Aan de orde zijn de stemmingen over moties, ingediend bij het debat over het prostitutiebeleid, te weten:

- de motie-Rouvoet c.s. over ontmoediging van het gebruikmaken van diensten van illegale prostituees (25437, nr. 48);

- de motie-Van der Staaij/Rouvoet over tippelzones en de Rotterdamse aanpak (25437, nr. 49);

- de motie-Örgü/Arib over betere opsporing, vervolging en berechting van loverboys (25437, nr. 50).

(Zie vergadering van 18 januari 2005.)

De voorzitter:

Ik geef het woord aan de heer Van der Staaij.

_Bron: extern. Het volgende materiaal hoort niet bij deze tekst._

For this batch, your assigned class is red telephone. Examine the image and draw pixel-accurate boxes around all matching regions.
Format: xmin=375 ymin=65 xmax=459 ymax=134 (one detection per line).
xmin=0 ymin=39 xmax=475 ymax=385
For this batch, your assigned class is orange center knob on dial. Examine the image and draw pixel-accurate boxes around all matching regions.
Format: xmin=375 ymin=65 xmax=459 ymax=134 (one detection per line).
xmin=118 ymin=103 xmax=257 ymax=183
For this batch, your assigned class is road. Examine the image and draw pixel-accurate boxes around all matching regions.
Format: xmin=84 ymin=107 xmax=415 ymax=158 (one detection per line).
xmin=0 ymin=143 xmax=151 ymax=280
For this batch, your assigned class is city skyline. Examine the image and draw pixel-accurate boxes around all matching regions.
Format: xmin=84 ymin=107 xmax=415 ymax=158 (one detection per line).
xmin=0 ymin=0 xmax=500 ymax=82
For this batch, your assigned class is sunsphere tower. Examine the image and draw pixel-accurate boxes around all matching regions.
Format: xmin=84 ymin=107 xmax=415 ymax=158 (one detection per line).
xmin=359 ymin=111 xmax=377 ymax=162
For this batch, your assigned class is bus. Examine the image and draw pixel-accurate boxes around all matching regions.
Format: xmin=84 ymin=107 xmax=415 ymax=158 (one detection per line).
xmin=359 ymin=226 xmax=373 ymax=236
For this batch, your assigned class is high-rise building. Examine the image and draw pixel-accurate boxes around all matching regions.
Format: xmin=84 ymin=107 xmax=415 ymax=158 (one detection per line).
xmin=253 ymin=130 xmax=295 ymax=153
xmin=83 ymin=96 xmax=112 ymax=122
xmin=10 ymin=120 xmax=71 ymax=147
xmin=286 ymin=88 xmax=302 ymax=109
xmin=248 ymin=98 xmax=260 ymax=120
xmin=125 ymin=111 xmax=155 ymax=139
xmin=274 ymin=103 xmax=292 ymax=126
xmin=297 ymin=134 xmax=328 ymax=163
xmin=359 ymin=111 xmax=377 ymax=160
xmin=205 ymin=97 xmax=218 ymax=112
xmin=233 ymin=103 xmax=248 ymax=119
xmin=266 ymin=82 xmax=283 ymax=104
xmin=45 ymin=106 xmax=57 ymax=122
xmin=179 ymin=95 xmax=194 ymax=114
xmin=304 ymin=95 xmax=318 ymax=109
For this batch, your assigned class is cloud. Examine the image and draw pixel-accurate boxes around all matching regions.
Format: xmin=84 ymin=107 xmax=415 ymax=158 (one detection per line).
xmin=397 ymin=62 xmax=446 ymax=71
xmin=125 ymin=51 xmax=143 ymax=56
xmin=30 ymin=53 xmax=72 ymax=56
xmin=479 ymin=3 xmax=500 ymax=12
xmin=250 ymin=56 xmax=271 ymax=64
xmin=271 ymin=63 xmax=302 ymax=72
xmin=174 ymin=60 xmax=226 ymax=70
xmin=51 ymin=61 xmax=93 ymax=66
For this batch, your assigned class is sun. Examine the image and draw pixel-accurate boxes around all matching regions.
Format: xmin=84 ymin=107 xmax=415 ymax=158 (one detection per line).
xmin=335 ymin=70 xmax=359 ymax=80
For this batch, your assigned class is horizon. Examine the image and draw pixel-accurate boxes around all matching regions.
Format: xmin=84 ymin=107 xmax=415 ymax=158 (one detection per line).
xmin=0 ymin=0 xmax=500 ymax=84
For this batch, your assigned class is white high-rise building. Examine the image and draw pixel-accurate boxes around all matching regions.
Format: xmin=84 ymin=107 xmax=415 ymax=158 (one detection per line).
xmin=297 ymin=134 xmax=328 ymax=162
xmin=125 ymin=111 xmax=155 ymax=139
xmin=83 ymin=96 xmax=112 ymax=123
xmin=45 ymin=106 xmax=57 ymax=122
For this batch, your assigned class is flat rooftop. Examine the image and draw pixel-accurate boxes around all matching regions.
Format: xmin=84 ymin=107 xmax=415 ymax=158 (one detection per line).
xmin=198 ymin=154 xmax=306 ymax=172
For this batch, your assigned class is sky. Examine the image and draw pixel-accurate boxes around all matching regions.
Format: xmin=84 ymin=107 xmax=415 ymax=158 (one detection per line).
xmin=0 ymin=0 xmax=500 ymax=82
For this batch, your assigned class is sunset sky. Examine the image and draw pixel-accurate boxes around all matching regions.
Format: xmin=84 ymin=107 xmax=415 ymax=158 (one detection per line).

De heer Van der Staaij (SGP):

Voorzitter. Ik wil de motie op stuk nr. 49 intrekken, omdat de minister heeft toegezegd dat hij datgene wat in de motie wordt gevraagd, bij het onderzoek zal betrekken.

De voorzitter:

Aangezien de motie-Van der Staaij/Rouvoet (25437, nr. 49) is ingetrokken, maakt zij geen onderwerp van behandeling meer uit.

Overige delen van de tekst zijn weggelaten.